Tra ragazze e ragazzi che hanno partecipato era forte la convinzione che proprio in questi settori fosse giunto il momento di compiere passi in avanti nel processo di integrazione. L’Unione europea dovrebbe avere una politica estera comune e autonoma, così come bisognerebbe superare la separazione tra politica finanziaria, di competenza sovranazionale, e politica fiscale, ancora di competenza degli Stati membri.
Il Next Generation EU è stato uno strumento importante, ma al di là del fatto che molti Paesi europei lo considerano un’iniziativa temporanea, esso non è ancora vicino alla prospettiva di un bilancio comune, alimentato da risorse proprie, che sarebbe indispensabile per finanziare politiche comuni (dalla politica estera e di difesa comune alla transizione ecologica), ma che garantirebbe anche ai Paesi membri un aiuto stabile in caso di crisi o per raggiungere obiettivi comunitari.
La discussione si è poi spostata su come procedere ad una riforma dei Trattati, questione di grande importanza visto che per il momento il Consiglio europeo ha ignorato la richiesta del Parlamento europeo di convocare una Convenzione; e anche qualora alla fine questa dovesse essere convocata, stando all’articolo 48 del Trattato sull’Unione europea (TUE), la revisione dei Trattati dovrà essere approvata all’unanimità.

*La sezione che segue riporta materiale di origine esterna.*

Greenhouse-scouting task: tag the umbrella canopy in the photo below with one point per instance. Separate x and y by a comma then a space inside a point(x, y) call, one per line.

Si è discusso così di una delle proposte che è stata avanzata per superare questa impasse: il referendum di ratifica a doppia maggioranza (europea e nazionale). Pur riconoscendo la possibilità, qualora la maggioranza dei cittadini europei dovesse bocciare la riforma, che questo strumento si riveli un boomerang per chi auspica una trasformazione dell’Unione in senso federale.
I partecipanti che sono intervenuti, hanno affermato che quella referendaria possa essere una via e che probabilmente un referendum di questo genere condurrebbe allo scenario in cui è più plausibile si assista ad una maggiore integrazione: quello di un’Europa a più velocità o a più livelli.

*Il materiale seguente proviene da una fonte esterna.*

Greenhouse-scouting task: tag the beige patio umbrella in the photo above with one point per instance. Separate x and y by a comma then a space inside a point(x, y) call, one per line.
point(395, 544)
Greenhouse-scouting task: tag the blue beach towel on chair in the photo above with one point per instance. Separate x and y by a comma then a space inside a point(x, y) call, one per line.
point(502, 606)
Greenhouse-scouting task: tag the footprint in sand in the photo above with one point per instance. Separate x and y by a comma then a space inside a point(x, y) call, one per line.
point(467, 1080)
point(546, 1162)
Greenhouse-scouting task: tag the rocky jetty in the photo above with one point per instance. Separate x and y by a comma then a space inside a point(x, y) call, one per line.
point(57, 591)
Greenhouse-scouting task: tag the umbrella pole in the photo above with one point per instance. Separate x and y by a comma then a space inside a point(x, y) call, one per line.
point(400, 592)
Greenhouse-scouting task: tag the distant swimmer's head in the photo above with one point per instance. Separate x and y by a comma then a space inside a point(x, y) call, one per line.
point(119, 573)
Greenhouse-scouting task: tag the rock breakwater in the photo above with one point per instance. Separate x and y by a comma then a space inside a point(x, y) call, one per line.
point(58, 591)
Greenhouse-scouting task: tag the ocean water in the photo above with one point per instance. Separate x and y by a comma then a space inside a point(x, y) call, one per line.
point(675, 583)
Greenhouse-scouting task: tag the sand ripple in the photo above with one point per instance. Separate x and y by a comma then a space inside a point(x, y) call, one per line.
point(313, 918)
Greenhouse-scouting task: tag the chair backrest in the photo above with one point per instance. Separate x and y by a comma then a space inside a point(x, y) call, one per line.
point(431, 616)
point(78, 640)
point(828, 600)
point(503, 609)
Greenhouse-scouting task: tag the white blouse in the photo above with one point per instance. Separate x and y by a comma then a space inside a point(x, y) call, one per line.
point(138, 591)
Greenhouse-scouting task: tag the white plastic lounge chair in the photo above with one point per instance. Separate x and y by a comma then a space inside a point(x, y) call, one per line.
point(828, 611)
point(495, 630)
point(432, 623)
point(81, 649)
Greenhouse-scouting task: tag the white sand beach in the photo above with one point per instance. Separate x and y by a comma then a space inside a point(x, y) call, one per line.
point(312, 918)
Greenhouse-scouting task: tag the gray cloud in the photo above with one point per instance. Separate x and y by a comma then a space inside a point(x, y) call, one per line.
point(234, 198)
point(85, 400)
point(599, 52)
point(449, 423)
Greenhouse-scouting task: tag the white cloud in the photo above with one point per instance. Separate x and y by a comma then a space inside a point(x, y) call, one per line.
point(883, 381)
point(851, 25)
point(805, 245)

I gruppi di lavoro hanno concordato sostanzialmente sul fatto che se ci fosse un salto federale, sarebbero solo alcuni Paesi, i più volenterosi, a compierlo, seguiti semmai in un secondo momento da Paesi, in cui, anche per ragioni culturali e storiche, maggiore è la riluttanza a cedere la propria sovranità a Istituzioni sovranazionali.
Il rischio di una frattura del continente esiste, ma salda rimane la consapevolezza che l’Europa di Lisbona non sia più sufficiente e viva è la speranza che tale consapevolezza diventi sempre più diffusa.